В котловане построили небольшую, но прекрасно оснащенную современным оборудованием лабораторию. Квантовый генератор связи уже отправил на Землю текст научного сообщения Валентина Лаврова, скромно озаглавленного «Некоторые оптические особенности тела с абсолютной отражательной способностью». Валька готовил еще одну статью — «К вопросу об ударе о реальное абсолютно твердое тело». Коханов и Гларская написали работу «Об исчезновении импульса на псевдоповерхности абсолютно неосциллирующего объема».
Но яйцо по-прежнему оставалось абсолютно загадочным. Оно противоречило всем физическим законам сохранения. Оно вообще, если верить теории, не имело права на существование. И вместе с тем оно существовало. Оно висело над лабораторным столом и сверкало разноцветным блеском в зависимости от освещения.
Научный руководитель лаборатории на Анизателле Грот собирался поставить новое исследование. Оно мыслилось ему приблизительно так: «Термодинамические особенности теплообмена с абсолютным излучателем». Хотя порой ему казалось, что будущую работу следовало бы озаглавить так: «К вопросу несохранения второго закона термодинамики. Сообщение первое. Энтропийный парадокс».
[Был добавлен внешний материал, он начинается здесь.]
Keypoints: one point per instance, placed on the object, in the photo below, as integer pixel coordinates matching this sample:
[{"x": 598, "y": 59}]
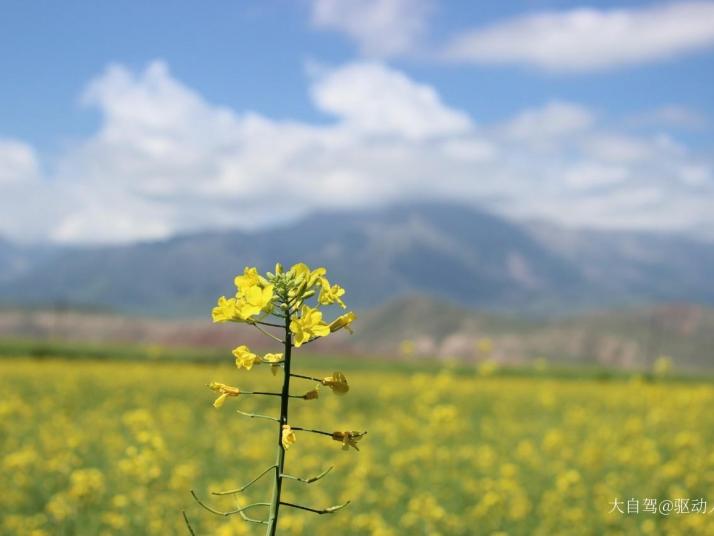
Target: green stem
[{"x": 280, "y": 453}]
Охотничий азарт охватил весь небольшой и довольно дружный научный коллектив. Здесь меньше всего было тщеславия или других столь же низменных побудительных причин. Просто люди, в основном молодые, усвоившие в институте, что природа изучена уже в такой степени, что неожиданности вряд ли возможны, вдруг лицом к лицу столкнулись с такой неожиданностью. Сначала они растерялись. Кое у кого шевельнулась подсознательная мысль, что лучше бы этого яйца не было вовсе. Раз факт нельзя объяснить, не лучше ли сделать вид, что его вообще нет? Впрочем, если такая мысль и шевельнулась, то ее сейчас же прогнали куда-то в черную нору подсознания. Труднее было расправиться с привычной мыслью, что все главное и фундаментальное давным-давно открыто.
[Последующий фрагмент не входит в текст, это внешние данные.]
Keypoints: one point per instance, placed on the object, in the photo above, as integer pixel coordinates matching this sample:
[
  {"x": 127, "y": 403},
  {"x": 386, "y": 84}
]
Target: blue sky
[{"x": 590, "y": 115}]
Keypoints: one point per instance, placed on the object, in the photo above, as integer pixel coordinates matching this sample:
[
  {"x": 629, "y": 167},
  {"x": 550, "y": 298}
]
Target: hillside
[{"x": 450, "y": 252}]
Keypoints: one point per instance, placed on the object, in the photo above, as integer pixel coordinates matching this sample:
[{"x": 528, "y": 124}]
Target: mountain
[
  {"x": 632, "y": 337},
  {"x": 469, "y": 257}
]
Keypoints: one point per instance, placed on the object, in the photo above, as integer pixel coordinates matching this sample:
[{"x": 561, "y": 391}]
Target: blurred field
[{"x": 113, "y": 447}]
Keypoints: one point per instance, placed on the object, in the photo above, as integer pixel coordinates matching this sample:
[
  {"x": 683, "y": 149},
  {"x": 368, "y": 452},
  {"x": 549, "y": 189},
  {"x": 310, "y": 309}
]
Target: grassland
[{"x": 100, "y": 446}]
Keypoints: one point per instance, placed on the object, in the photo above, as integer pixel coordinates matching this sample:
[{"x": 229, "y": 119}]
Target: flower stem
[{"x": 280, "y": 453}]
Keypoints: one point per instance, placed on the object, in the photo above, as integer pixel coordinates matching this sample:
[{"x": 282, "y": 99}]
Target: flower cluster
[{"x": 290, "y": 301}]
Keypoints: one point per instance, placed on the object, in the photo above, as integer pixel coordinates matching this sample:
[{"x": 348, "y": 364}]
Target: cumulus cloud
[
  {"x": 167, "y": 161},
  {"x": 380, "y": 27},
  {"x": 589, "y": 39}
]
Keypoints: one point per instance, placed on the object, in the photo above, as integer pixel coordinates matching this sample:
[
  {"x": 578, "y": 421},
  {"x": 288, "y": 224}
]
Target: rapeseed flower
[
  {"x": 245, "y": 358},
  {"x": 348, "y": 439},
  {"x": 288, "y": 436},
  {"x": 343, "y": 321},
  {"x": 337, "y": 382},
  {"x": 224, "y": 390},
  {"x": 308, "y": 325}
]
Откуда появилась такая мысль, сказать довольно трудно. В институтах меньше всего стремились к тому, чтобы воспитать самоуверенных и ни в чем не сомневающихся специалистов. Но насыщенные до предела учебные программы должны были в короткое время донести до студентов хотя бы самые общие истины.
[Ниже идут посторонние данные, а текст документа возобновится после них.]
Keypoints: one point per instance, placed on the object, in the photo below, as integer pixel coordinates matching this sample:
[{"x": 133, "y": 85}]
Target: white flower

История науки постепенно превратилась в хронологию фактов, а не в историю борьбы идей.
Вот и получилось, что люди покидали институтскую скамью с сознанием, что все самое главное и интересное открыто уже до них.
Правда, проработав год-два в научном коллективе, они постепенно начинали убеждаться, что дело обстоит совсем не так, как это им казалось, и в любой узкой специальности предостаточно белых пятен.
И вот теперь молодой коллектив Анизателлы увидел настоящий белый материк. Все положительные и фундаментальные истины, все абсолютные и непогрешимые законы, как жалкие стеклышки, разбились вдруг о берега этого материка. И молодые исследователи растерялись. Лихорадочно и торопливо они бросились изучать отдельные частности, исследовать внешние, лежащие на поверхности свойства. И ни у кого не было ни времени, ни достаточного опыта, чтобы попытаться осмыслить явление.
Волна экспериментаторства захлестнула робкие ростки гипотезы. Первым это понял Грот. Он отложил в сторону лабораторный журнал и вышел из кабинета. По длинному, облицованному кремовым пластиком коридору он прошел в лабораторию. Тяжелая дверь отворилась бесшумно, и никто не заметил, как он вошел.
Валька и Коханов осторожно подтаскивали к висящему яйцу большую машину для испытания на прочность. Яйцо оказалось как раз между пластинами.
— Ну, кажется, можно пускать? — спросил Валька.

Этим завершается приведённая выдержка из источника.